Not measuring enough
It’s often difficult to understand the impact surrounding new features: Are they making things worse or adding value? Creating faster feedback loops makes people move better. Nothing drives better behavior than measurement.
Assessing risk
Risk is the chance that something bad happens to something of value. In other terms, you can express it as:
Risk = asset at risk (revenue, users, …) * issue duration * issue impact radius * issue probability
Assets: This is everything that makes your company valuable. It can be revenue, users, customers, employees, trade secrets… When you’re in the early stages of a company, you have less to lose. This is why bigger companies often move slower; because they tend to be more risk-averse.
Issue duration: This is the time it takes to detect an issue, respond, and resolve it. It’s often a matter of detecting things earlier. When your alerts are too sensitive, things get too noisy and people start ignoring them. Find the balance between responsiveness and noise.
Impact radius: How many of your users are affected by the issue? How broad is your impact? Is it one customer, a few, or all of them that are affected? There are different ways to address this. One move is user and customer isolation: If you separate them, then you can impact fewer of them. Granted, this requires more complicated management tools. Other tools that can help limit impact radius are progressive rollout and A/B testing.

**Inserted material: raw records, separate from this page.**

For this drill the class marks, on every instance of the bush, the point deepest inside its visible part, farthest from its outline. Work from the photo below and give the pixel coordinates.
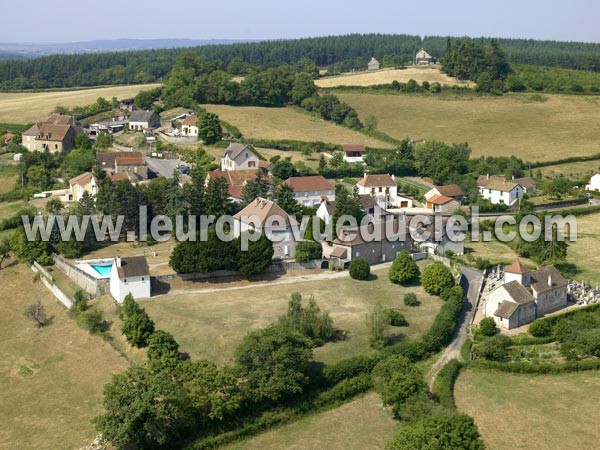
(396, 318)
(411, 299)
(437, 278)
(360, 269)
(404, 270)
(307, 250)
(487, 326)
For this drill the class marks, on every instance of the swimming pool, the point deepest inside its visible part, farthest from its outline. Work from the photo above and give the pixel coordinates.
(102, 269)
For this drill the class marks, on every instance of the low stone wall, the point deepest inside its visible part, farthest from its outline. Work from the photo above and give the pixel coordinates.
(95, 287)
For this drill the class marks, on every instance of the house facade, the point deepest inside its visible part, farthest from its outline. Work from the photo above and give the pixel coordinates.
(312, 190)
(239, 157)
(130, 276)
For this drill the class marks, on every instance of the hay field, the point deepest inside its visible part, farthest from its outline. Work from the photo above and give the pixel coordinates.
(288, 123)
(361, 424)
(211, 324)
(51, 378)
(26, 107)
(562, 125)
(386, 76)
(541, 412)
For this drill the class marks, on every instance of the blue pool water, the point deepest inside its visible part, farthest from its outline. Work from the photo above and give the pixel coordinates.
(103, 270)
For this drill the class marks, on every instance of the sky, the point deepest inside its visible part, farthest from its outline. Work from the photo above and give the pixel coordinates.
(69, 21)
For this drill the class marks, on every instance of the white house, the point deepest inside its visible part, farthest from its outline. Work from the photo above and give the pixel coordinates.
(502, 192)
(130, 275)
(239, 157)
(266, 217)
(594, 183)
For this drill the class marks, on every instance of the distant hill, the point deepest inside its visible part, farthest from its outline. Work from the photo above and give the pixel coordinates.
(10, 50)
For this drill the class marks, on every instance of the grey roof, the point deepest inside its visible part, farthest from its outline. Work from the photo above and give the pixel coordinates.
(235, 149)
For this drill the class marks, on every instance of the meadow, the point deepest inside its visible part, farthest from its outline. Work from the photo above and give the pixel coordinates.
(27, 107)
(523, 411)
(52, 378)
(533, 127)
(386, 76)
(288, 123)
(211, 324)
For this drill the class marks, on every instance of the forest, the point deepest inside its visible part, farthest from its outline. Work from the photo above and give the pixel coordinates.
(337, 53)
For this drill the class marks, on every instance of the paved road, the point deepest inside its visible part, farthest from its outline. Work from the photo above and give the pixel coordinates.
(471, 280)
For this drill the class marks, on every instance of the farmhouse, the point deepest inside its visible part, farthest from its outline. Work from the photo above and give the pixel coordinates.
(524, 295)
(354, 152)
(55, 134)
(86, 182)
(594, 183)
(423, 58)
(143, 120)
(266, 217)
(373, 64)
(129, 275)
(238, 157)
(312, 190)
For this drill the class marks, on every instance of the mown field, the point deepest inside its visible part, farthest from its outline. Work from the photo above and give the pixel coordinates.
(386, 76)
(524, 412)
(211, 324)
(288, 123)
(51, 378)
(516, 124)
(361, 424)
(26, 107)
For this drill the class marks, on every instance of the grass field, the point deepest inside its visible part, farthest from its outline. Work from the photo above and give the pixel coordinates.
(541, 412)
(51, 378)
(210, 325)
(361, 424)
(386, 76)
(26, 107)
(508, 125)
(288, 123)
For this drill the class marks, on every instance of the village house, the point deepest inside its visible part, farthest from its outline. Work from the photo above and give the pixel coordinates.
(55, 134)
(354, 153)
(384, 189)
(501, 192)
(523, 295)
(86, 182)
(131, 164)
(130, 275)
(189, 126)
(423, 58)
(377, 242)
(236, 180)
(594, 183)
(266, 217)
(373, 64)
(239, 157)
(312, 190)
(143, 120)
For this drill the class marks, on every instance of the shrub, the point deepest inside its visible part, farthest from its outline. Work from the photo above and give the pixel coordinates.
(404, 270)
(411, 299)
(396, 318)
(360, 269)
(437, 278)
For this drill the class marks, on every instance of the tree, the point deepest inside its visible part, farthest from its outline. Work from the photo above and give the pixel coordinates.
(210, 130)
(404, 269)
(360, 269)
(437, 278)
(378, 326)
(438, 431)
(273, 362)
(487, 326)
(307, 250)
(257, 258)
(37, 313)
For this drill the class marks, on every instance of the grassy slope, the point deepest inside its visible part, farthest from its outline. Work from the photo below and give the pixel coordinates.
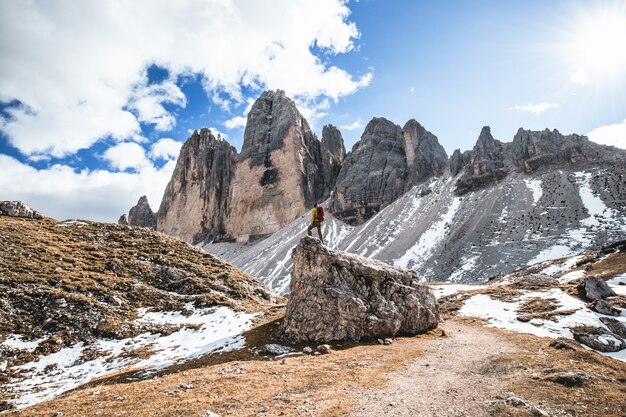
(79, 280)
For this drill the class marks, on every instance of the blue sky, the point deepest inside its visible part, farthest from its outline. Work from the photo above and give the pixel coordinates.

Issue probability: This is defined by the number of unknowns you have. Changes can be more or less complex and therefore have different inherent issue probabilities. The bigger the change, the bigger the risk.
Those are the four elements you need to manage. I find it’s better to tackle smaller and more isolated changes. If you deploy 50 changes at the same time, it’s much more risky than doing a deployment for each change. However, you have to balance the ROI of testing, which becomes pretty low once you reach a certain point.
Start by reducing complexity. One way is to focus on building modular code. Microservices allow for simplifying the context with a change as they have clearer dependencies, boundaries, and interfaces, making it less likely that a change will have unexpected side effects.
Then I encourage keeping your house clean by removing low-value features. I often see dead code that adds to feelings of confusion.
Drive velocity and manage risk all at once
Here at Split, we believe that pairing feature flags with measurement and statistical analysis solves many of the issues and challenges I’ve addressed.
By using feature flags we can better decouple the activation of changes, reducing the risk for deployments. It also enables each team to do progressive rollout by segmenting users for controlled rollouts, which limit overall exposure to risk.
While controlling your exposure progressively is great, it’s less effective if there aren’t associated measurements.
I have seen companies doing rollouts in this way, but they wouldn’t detect anything until they had rolled out to 100% of the user population. At that point, progressive rollouts are more to feel good than to make good. If you associate measurement with your feature flag, and do causal analysis using statistical methodologies, you can have clear measurement by segment of population and get confidence in the difference between the populations.
Now, it becomes clear when it is safe to move forward with a progressive rollout and when something is off. There is a clear and early feedback loop that includes root cause analysis. We can take action or dig deeper into the reason behind it without a guess.
Increasing velocity and lowering risk doesn’t have to be a trade-off. Implementing feature flags with causal analysis is, from my experience, one of the most effective ways to gain on both fronts.